Bright-eyed and bushy-tailed you leave high school, ready to take a bite out of college. You may have envisioned rigorous coursework, significant others, school-sponsored events, parties and many other quintessential cogs in the clockwork of college. You leap from the nest and land right inside the college experience. It’s truly special and unforgettable. With this being said, we often assume that the college experience only encompasses fun times. But really, the protein of the college experience can include some of the worst times of your life.

For example, my freshman year was one of the worst years of my life. Not only because I was away from home, but because I was going to the wrong school. Central Washington University had essentially nothing to offer me except a lot of alone time and about 30 extra pounds. However, I cite this as one of the most pivotal times in my life because, for the first time, I was forced to lock eyes with what was out there besides my hometown humdrum. I spent months just sitting and thinking about any way I could get out of Ellensburg, fantasizing about getting accepted into different schools or leading a different life. Yet, despite it all, in my moment of darkness, I had to take a step forward; I had to tell myself that it wasn’t too late to find even a portion of the life I wanted. By spring quarter that year, I was enrolled at UW Tacoma.

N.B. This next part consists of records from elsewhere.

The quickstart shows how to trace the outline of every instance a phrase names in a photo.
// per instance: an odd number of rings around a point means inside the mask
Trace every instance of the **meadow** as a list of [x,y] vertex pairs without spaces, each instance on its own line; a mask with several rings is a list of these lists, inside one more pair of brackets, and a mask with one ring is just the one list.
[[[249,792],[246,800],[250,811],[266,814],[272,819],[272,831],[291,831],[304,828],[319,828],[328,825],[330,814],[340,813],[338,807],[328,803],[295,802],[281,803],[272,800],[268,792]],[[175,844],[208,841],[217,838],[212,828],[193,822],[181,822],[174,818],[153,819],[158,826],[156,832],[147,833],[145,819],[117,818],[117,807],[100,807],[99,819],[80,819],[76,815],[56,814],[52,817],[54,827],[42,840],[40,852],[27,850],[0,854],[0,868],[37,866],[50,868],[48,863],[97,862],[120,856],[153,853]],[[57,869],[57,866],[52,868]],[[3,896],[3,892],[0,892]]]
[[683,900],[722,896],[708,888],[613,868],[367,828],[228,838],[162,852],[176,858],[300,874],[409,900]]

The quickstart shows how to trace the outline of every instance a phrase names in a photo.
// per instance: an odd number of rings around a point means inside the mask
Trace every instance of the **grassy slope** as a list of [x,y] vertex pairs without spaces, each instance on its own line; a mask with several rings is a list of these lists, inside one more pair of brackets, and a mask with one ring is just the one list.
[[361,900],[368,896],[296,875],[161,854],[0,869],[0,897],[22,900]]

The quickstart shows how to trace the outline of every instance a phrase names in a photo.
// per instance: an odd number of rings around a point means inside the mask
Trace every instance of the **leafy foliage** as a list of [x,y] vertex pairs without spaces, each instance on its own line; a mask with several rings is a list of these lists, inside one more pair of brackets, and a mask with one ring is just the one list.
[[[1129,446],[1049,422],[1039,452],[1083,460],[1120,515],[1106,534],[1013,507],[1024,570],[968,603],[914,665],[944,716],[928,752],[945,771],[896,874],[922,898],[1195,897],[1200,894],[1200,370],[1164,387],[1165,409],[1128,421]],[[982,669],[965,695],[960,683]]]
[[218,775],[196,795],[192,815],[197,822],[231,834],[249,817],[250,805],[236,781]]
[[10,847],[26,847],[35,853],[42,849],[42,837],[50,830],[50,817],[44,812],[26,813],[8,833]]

UW Tacoma has given me all I could ever hope for in terms of the college experience. I have made lifelong friends and honed my passions — but, it wasn’t always fun either. My sophomore year handed me a roommate that was sexist, racist, and overall inconsiderate. Nearly everything that came out of his mouth was grotesque and the antithesis to my moral code. However, there was just the smallest coexistence of common ground between us. It had nothing to do with our worldviews. None of the big things, just the little things. 

In college, you’re bound to have classmates, roommates, group partners and professors that you’ll loathe with every fiber of your being. But what they don’t tell you before you get to college is that the most valuable lesson is learning how to find common ground with those people — to collaborate, to laugh and to celebrate. Because the honest truth is that after college, and for the rest of your life, you’re bound to meet coworkers, bosses and people that you just don’t like. But you can’t go through life expecting your social interactions to be perfectly curated to your exact comfortability. You’re going to need to shake a few hands that just don’t feel right.

Of course, I’m not telling you to just accept awful things the way they are. You should always be reaching, feeling and looking for something new. It’s just your job to know when it’s time. So when you leave this school, just like I am about to, you’ll need to cite the good and the bad times from college to succeed.